Но Маг не слышал этого — он был уже далеко.
Он молнией мчался сквозь тонкие миры, возвращаясь к их привычному спокойствию. И буйство стихий плотного мира, и борьба за выживание людской семьи — все осталось позади, но внутри у него бушевала буря. Там, в плотном мире, хрупкое бытие этих хрупких творений было таким же реальным, как его собственное. Их жизнь была реальной, их заботы, тяготы и страдания были реальными. Их смерть была реальной.
До сих пор Маг не задумывался над тем, как воспринимают свою жизнь создания творцов. Вернее, он считал, что знает это, но теперь понял, что взгляд со стороны не дает настоящего знания.
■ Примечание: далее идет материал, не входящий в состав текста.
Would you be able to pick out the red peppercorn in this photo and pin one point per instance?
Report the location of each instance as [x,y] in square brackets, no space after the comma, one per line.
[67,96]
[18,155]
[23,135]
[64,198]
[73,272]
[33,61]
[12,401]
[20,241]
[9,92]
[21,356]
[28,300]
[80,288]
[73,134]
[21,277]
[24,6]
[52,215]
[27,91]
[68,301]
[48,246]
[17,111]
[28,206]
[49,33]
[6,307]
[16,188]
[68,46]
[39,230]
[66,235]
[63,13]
Прочувствовать их жизнь было возможно, только окунувшись в нее. Он, пусть ненадолго, но сделал это. Он принял, впустил в себя их непрочное бытие, их тяготы и страдания. Ограничения плотного тела. Зависимость от тысячи мелочей и условий. Вечные заботы о поддержании своей жизни. И смерть.
Существование плотного тела до сих пор представлялось ему пустяком, временным вместилищем для развивающейся божественной искры. Но там, в плотном мире это тело имело самостоятельное бытие, самостоятельное сознание — отголосок дремлющего зародыша творца. Пребывание в плотном теле было единственным бытием этого временного эха вечности — коротким и драгоценным, — а смена оболочки была для него равносильной уходу в небытие.